Emendas Pix bancaram micaretas, festas juninas e corridas de carro, afirma CGU
Em auditoria enviada ao STF, orgão apontou falta de transparência
A Controladoria-Geral da União (CGU) identificou que as emendas Pix bancaram micaretas, festas juninas, a reforma de um clube e corridas de carro pelo país. Em auditoria entregue ao Supremo Tribunal Federal (STF), o órgão apontou falta de transparência na destinação dos recursos, um dos motivos que fizeram o ministro Flávio Dino reforçar o bloqueio dos repasses em decisão na semana passada.
A auditoria analisou dez entidades do terceiro setor que, juntas, já foram beneficiadas com R$ 27 milhões em recursos empenhados, ou seja, quando o gasto já está reservado. Deste montante, R$ 18 milhões já estão efetivamente aos cofres. As emendas Pix funcionam como um atalho e chegam mais rapidamente ao caixa dos destinatários das indicações dos parlamentares.
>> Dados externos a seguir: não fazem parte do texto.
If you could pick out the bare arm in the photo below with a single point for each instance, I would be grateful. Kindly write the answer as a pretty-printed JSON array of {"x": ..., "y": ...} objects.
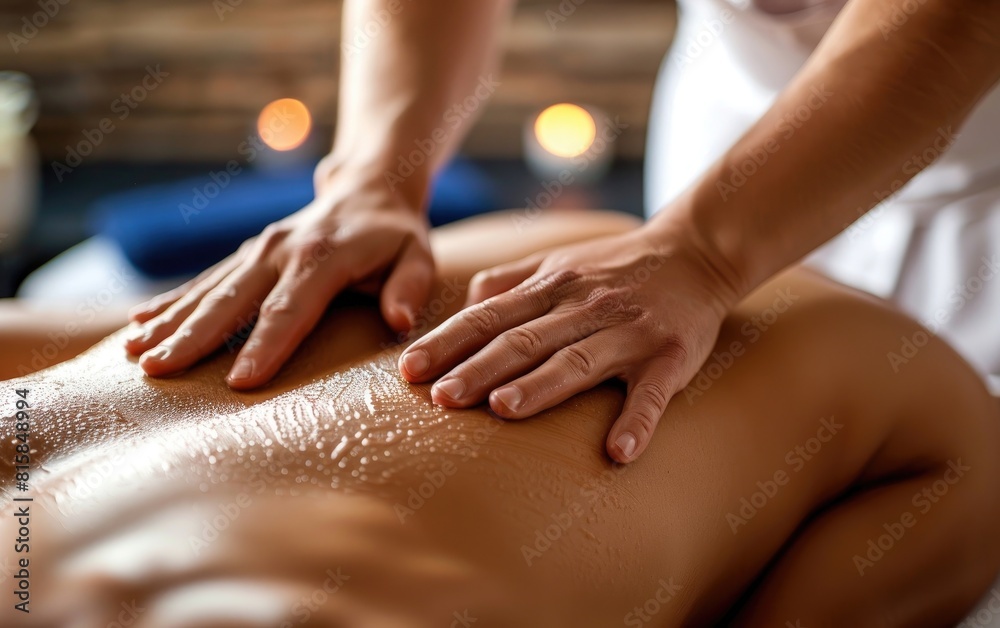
[
  {"x": 407, "y": 83},
  {"x": 407, "y": 65}
]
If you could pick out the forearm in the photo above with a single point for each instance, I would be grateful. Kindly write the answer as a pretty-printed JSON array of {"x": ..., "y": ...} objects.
[
  {"x": 405, "y": 81},
  {"x": 876, "y": 97}
]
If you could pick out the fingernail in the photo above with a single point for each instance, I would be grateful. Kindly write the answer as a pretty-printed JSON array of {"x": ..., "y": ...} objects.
[
  {"x": 510, "y": 397},
  {"x": 452, "y": 388},
  {"x": 241, "y": 370},
  {"x": 416, "y": 362},
  {"x": 158, "y": 353},
  {"x": 626, "y": 442},
  {"x": 138, "y": 334}
]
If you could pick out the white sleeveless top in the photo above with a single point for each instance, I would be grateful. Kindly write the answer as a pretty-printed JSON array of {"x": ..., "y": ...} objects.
[{"x": 933, "y": 248}]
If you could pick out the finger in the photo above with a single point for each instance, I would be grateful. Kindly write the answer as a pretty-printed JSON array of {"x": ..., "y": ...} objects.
[
  {"x": 571, "y": 370},
  {"x": 513, "y": 353},
  {"x": 501, "y": 278},
  {"x": 644, "y": 405},
  {"x": 146, "y": 310},
  {"x": 142, "y": 338},
  {"x": 287, "y": 315},
  {"x": 408, "y": 286},
  {"x": 474, "y": 327},
  {"x": 224, "y": 309}
]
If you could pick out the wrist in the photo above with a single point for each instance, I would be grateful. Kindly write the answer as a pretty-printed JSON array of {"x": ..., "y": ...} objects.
[
  {"x": 410, "y": 186},
  {"x": 679, "y": 226}
]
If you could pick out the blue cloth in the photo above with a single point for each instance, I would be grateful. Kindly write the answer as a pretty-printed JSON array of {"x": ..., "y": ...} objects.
[{"x": 182, "y": 228}]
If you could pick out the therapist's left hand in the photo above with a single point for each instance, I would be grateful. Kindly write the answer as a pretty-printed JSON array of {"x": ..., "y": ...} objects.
[{"x": 644, "y": 307}]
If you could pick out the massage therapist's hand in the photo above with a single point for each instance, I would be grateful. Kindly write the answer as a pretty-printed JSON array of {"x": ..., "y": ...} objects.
[
  {"x": 356, "y": 232},
  {"x": 644, "y": 307}
]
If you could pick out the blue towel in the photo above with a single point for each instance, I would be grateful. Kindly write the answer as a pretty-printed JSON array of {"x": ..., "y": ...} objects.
[{"x": 182, "y": 228}]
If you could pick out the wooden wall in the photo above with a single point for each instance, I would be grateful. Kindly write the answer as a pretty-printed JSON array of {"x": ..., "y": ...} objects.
[{"x": 222, "y": 71}]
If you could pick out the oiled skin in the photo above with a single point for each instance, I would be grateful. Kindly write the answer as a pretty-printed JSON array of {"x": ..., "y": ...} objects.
[{"x": 130, "y": 457}]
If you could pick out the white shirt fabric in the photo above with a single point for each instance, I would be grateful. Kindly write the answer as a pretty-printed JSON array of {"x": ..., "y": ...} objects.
[{"x": 933, "y": 248}]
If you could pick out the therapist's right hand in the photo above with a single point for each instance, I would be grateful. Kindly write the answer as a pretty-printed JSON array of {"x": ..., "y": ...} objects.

Com base nas notas de empenho disponibilizadas pela CGU no relatório, O Globo identificou os responsáveis pelas emendas. Um dos casos é o envio de verbas para bancar micaretas em Santana (AP), cidade de 107 mil habitantes a 17 quilômetros de Macapá. Do dinheiro que bancou o “CarnaSantana 2024”, parte foi encaminhado por meio de emenda Pix pelo senador Davi Alcolumbre (União-AP).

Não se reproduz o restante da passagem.